This project demonstrates a real-time data streaming pipeline using Apache Kafka, Docker, and Python. The pipeline reads student performance data from a CSV file, streams it into Kafka using a producer, and consumes the data to store it into another CSV file. It showcases key concepts in data engineering, including event-driven architectures, containerization, and fault-tolerant processing.
The project is designed to be educational, highlighting common pitfalls in setting up streaming pipelines and how to resolve them. It uses a sample dataset on student performance metrics (e.g., hours studied, sleep hours, exam scores) to simulate real-world data ingestion and processing.
To simulate a real-world data engineering workflow involving:
- Real-time data ingestion from a source (CSV file).
- Event streaming using Kafka as the messaging system.
- Consumer-side data processing and transformation.
- Persistent storage of streamed data into an output file.
- Debugging and troubleshooting common issues in distributed systems.
This setup can be extended to more complex scenarios like integrating with databases, cloud services, or analytics tools.
The architecture follows a simple producer-consumer model with Kafka as the central broker:
CSV Dataset (Input) → Kafka Producer (Python Script) → Kafka Topic (student-performance) → Kafka Consumer (Python Script) → Output CSV (Processed Data)
- Input Source: A CSV file containing student performance data.
- Producer: Reads data row-by-row, serializes it to JSON, and publishes to a Kafka topic.
- Kafka Broker: Handles message queuing, partitioning, and replication (single partition for simplicity).
- Consumer: Subscribes to the topic, deserializes messages, and appends data to an output CSV.
- Dependencies: Docker for containerizing Kafka and Zookeeper; Python libraries for Kafka integration and data handling.
This design ensures decoupling between data production and consumption, allowing for scalability and reliability.
The repository is organized as follows:
kafka-project/
├── docker-compose.yml # Docker configuration for Kafka and Zookeeper
├── producer.py # Python script for the Kafka producer
├── consumer.py # Python script for the Kafka consumer
├── README.md # This documentation file
├── data/ # Directory for data files
│ ├── Student_Performance_Dataset.csv # Input dataset (sample student data)
│ └── output.csv # Output file generated by the consumer (initially empty)

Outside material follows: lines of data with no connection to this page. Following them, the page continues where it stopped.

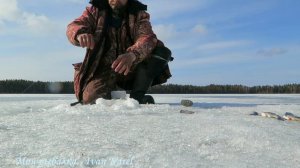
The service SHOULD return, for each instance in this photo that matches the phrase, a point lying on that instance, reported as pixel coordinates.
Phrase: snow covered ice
(44, 131)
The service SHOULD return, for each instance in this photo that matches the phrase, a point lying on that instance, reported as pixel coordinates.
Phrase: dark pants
(137, 81)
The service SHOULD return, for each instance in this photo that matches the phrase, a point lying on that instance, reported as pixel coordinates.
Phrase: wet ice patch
(117, 104)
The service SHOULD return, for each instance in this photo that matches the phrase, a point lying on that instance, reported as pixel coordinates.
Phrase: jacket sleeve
(83, 24)
(145, 39)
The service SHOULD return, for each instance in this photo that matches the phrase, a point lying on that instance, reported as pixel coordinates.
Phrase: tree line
(66, 87)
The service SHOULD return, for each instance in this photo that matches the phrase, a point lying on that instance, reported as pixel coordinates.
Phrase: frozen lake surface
(44, 131)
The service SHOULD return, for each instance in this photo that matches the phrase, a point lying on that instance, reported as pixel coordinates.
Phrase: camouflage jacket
(93, 21)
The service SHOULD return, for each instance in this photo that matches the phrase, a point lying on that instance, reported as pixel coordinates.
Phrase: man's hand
(123, 63)
(86, 40)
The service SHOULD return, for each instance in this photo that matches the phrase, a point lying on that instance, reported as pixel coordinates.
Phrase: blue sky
(254, 42)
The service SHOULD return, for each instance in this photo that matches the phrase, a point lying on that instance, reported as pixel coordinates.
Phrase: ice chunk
(118, 104)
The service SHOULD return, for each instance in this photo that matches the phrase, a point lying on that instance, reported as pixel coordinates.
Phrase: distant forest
(38, 87)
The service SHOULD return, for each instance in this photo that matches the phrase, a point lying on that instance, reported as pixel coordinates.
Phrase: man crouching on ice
(122, 51)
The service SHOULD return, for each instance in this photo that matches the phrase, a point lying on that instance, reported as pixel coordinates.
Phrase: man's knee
(94, 90)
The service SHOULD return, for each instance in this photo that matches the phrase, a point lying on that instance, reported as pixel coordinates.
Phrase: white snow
(44, 131)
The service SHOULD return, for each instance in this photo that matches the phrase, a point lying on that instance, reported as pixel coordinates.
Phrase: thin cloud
(223, 45)
(167, 8)
(272, 52)
(201, 29)
(26, 22)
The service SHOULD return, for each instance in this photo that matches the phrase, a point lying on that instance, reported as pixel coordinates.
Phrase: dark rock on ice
(186, 103)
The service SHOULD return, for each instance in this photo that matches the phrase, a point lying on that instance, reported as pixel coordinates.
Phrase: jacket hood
(134, 6)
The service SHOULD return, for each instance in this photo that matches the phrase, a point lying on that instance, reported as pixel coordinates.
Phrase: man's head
(117, 4)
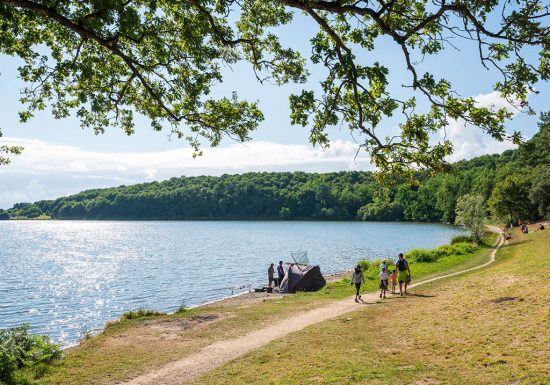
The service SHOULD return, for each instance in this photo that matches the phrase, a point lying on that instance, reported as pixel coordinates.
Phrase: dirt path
(218, 353)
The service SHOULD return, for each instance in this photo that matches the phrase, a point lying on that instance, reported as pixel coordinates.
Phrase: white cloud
(469, 141)
(46, 170)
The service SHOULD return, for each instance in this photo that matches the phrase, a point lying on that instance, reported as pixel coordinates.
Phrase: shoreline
(242, 298)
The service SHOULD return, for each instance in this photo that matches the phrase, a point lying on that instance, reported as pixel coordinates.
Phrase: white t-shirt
(357, 277)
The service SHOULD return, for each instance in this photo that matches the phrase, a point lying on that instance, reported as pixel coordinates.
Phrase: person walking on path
(393, 278)
(383, 282)
(403, 273)
(280, 272)
(270, 274)
(357, 279)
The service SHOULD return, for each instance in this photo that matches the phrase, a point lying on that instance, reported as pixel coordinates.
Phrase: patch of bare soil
(153, 331)
(506, 299)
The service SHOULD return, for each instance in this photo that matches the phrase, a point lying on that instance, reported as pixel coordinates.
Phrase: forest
(515, 185)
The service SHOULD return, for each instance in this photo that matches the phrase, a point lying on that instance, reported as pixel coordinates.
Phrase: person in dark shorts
(280, 272)
(357, 279)
(383, 282)
(403, 273)
(270, 273)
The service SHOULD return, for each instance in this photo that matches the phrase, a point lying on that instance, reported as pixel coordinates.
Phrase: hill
(515, 185)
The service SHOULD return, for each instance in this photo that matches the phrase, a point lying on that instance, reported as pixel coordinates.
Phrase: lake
(67, 278)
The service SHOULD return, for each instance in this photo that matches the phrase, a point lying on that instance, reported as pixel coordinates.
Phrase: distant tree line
(514, 185)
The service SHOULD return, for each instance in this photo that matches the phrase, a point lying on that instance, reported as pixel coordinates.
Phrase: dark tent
(302, 278)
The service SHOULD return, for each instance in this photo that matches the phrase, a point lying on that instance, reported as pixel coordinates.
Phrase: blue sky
(60, 158)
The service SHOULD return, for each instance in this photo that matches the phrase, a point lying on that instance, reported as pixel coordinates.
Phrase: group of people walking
(401, 274)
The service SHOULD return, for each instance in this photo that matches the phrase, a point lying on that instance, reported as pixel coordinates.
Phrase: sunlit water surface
(67, 278)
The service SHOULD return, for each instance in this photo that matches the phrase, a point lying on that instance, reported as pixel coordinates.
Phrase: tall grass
(25, 357)
(432, 255)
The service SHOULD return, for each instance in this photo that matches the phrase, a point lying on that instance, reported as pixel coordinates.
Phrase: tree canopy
(514, 184)
(106, 60)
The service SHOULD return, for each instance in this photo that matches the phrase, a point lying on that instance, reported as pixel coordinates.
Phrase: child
(357, 279)
(393, 278)
(383, 282)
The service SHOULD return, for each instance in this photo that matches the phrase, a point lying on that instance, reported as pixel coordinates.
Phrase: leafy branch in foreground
(110, 59)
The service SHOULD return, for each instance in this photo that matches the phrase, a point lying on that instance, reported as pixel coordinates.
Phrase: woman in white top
(383, 282)
(357, 279)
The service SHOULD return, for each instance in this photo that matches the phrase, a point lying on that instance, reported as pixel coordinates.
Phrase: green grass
(129, 347)
(486, 327)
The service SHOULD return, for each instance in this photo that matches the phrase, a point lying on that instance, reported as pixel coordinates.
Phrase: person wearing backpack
(403, 273)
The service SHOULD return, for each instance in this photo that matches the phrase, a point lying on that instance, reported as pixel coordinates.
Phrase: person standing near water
(403, 273)
(270, 273)
(280, 272)
(357, 279)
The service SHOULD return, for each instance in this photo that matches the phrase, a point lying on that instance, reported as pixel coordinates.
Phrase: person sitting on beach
(357, 279)
(403, 273)
(383, 282)
(393, 278)
(270, 273)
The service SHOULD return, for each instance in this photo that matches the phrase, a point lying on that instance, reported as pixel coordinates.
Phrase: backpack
(401, 265)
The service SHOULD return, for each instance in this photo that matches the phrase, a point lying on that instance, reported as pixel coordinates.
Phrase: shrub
(422, 255)
(463, 239)
(428, 256)
(21, 351)
(140, 313)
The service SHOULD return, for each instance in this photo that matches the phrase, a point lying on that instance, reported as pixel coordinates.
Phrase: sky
(60, 158)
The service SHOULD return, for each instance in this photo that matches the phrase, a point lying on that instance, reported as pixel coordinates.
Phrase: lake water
(66, 278)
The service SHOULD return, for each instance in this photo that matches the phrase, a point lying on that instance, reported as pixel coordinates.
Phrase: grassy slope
(116, 355)
(456, 331)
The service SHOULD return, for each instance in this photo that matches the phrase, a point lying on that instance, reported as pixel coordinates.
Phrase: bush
(422, 255)
(463, 239)
(429, 256)
(22, 352)
(140, 313)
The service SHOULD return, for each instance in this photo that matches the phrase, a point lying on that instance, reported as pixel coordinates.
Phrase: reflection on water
(66, 278)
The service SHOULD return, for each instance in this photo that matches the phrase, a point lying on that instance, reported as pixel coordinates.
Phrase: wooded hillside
(515, 185)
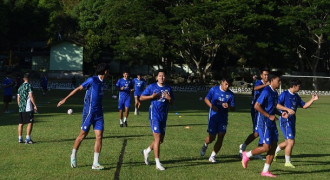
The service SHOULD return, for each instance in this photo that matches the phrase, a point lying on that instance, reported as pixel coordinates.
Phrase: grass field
(55, 131)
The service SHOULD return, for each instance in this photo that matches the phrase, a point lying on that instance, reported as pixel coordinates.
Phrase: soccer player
(139, 85)
(160, 95)
(219, 99)
(259, 85)
(26, 108)
(7, 92)
(266, 106)
(292, 100)
(92, 113)
(125, 87)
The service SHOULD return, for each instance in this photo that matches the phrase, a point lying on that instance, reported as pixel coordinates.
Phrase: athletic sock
(74, 151)
(157, 161)
(148, 150)
(266, 167)
(249, 154)
(96, 158)
(213, 154)
(287, 158)
(278, 149)
(243, 146)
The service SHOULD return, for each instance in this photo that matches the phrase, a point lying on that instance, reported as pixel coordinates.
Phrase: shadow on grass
(87, 138)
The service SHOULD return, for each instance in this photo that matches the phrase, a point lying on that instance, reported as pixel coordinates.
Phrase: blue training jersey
(268, 101)
(158, 106)
(139, 85)
(290, 100)
(8, 91)
(94, 94)
(127, 84)
(217, 96)
(257, 93)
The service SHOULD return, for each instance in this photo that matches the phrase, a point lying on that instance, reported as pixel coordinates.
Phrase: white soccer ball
(70, 111)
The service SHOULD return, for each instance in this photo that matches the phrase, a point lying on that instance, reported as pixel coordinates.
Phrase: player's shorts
(26, 117)
(95, 118)
(7, 98)
(288, 127)
(124, 101)
(254, 118)
(217, 124)
(157, 125)
(267, 135)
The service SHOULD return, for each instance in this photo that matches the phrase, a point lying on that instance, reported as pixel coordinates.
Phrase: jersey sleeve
(147, 91)
(281, 99)
(210, 94)
(118, 83)
(300, 102)
(232, 100)
(87, 83)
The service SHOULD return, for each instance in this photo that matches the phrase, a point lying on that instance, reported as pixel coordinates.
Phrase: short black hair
(161, 70)
(263, 69)
(273, 75)
(26, 75)
(101, 68)
(227, 78)
(294, 82)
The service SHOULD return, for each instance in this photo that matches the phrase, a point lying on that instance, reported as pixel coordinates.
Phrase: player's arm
(283, 108)
(258, 107)
(315, 97)
(152, 96)
(209, 104)
(33, 101)
(18, 100)
(70, 94)
(256, 88)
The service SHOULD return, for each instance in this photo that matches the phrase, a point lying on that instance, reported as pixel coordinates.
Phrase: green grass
(55, 131)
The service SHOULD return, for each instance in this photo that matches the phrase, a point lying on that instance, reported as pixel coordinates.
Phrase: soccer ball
(70, 111)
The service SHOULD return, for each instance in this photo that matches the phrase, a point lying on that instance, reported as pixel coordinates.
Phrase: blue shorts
(267, 135)
(254, 117)
(157, 125)
(288, 127)
(124, 102)
(95, 118)
(217, 124)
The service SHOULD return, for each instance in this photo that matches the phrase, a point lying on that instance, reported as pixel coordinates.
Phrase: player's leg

- data/Student_Performance_Dataset.csv: A sample CSV with columns like
gender,race/ethnicity,parental level of education,lunch,test preparation course,math score,reading score,writing score. You can replace this with your own dataset. - output.csv: Automatically created/updated by the consumer.
During development and testing, several issues arose that prevented the pipeline from functioning correctly. These are common in Kafka setups and are documented here for learning purposes:
- The consumer failed to receive messages from the topic.
- Data was not being stored in the
output.csvfile. - Connection issues between the Python consumer and the Kafka broker.
- Errors in parsing incoming Kafka messages, leading to crashes.
These problems highlight the importance of configuration, error handling, and testing in streaming applications.
After investigation, the root causes were identified as follows:
-
Kafka Broker Connection Failure:
- The Python consumer could not connect to Kafka due to mismatched listener configurations in Docker.
- Error Message:
kafka.errors.NoBrokersAvailable. - Reason: The advertised listener was set to
localhost, but the container network required0.0.0.0for accessibility.
-
Kafka Offset Issue:
- Kafka maintains message offsets per consumer group. If messages were already consumed in a previous run, new consumers wouldn't see old messages unless offsets were reset.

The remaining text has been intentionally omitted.